Je crois fondamentalement que chaque livre rencontre le nombre de lecteurs qu’il doit rencontrer et il n’y a rien d’ésotérique dans mon propos. Il y a pleins de facteurs qui influence cette rencontre : le sujet, le style, les personnages, l’univers, le contexte, les idées, le contenu et tous ces détails infimes qui se retrouvent dans chaque livre. Le succès est imprévisible, en quelque sorte.
Qui aurait pu prévoir que L’élégance du hérisson de Muriel Barbery atteindrait le demi million de ventes un an après sa parution? Le tirage initial de Gallimard était de 5000 exemplaires. Le succès de ce roman atypique s’est construit lentement et il ne fait que s’accroître de semaines en semaines. Il est arrivé la même chose à Anna Gavalda après la sortie de son recueil de nouvelles Je voudrais que quelqu’un m’attende quelque part publié, à l’époque, chez un tout petit éditeur Le Dilettante faisant, cette année là, la barbe aux gros joueurs de l’édition française.
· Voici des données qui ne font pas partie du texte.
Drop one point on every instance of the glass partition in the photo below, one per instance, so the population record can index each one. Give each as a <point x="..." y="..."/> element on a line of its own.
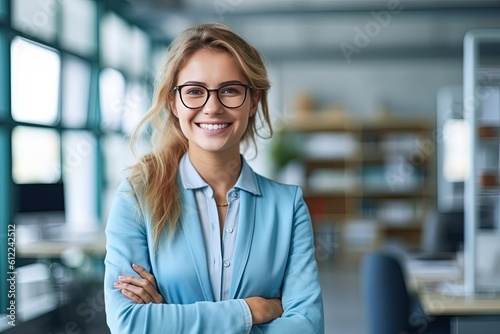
<point x="34" y="82"/>
<point x="75" y="91"/>
<point x="35" y="155"/>
<point x="36" y="18"/>
<point x="79" y="26"/>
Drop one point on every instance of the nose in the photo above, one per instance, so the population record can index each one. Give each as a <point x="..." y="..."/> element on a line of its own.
<point x="213" y="105"/>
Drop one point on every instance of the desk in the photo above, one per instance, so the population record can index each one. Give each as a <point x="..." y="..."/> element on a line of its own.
<point x="92" y="244"/>
<point x="438" y="285"/>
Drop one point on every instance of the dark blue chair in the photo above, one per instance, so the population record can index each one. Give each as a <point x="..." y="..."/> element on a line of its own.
<point x="390" y="309"/>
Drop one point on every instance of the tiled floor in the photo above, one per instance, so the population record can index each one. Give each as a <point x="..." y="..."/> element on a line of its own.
<point x="344" y="312"/>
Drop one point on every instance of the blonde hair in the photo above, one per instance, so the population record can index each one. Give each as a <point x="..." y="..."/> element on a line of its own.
<point x="154" y="176"/>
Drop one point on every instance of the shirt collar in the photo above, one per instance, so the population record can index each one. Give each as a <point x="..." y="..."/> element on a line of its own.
<point x="191" y="179"/>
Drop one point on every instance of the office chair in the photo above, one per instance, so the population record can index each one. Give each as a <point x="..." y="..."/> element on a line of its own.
<point x="390" y="309"/>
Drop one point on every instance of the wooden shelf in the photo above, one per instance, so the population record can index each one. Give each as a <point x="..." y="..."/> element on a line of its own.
<point x="375" y="144"/>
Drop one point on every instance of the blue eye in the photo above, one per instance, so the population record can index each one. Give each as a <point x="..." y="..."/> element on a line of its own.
<point x="194" y="91"/>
Ces livres sont-ils meilleurs pour autant. La réponse est non. Ils ont tout simplement eu une grande résonnance dans l’imaginaire des gens.
Difficile à prévoir tout ça. Quand les ventes ne suivent pas, c’est pareil. Après avoir lu Falaises d’Olivier Adam à sa sortie, j’aurais aimé le faire lire à tout le monde tellement il m’avait pris aux tripes. Je n’ai convaincu qu’une poignée de gens.
Personnellement, je pourrais être déçu du rendement de mes deux publications. Pourtant, je ne le suis pas. J’ai rejoint les lecteurs que j’avais à rejoindre. Je suis conscient d’écrire des romans très introspectifs aux univers troubles et sombres qui n’attirent pas nécessairement les foules. Je croyais que Cher Émile allait avoir une plus grande résonnance, mais ça ne s’est pas produit. Le sujet de l’homosexualité en a freiné sa course. J’ai écrit le roman que j’avais à écrire et je réécrirais le même si c’était à refaire.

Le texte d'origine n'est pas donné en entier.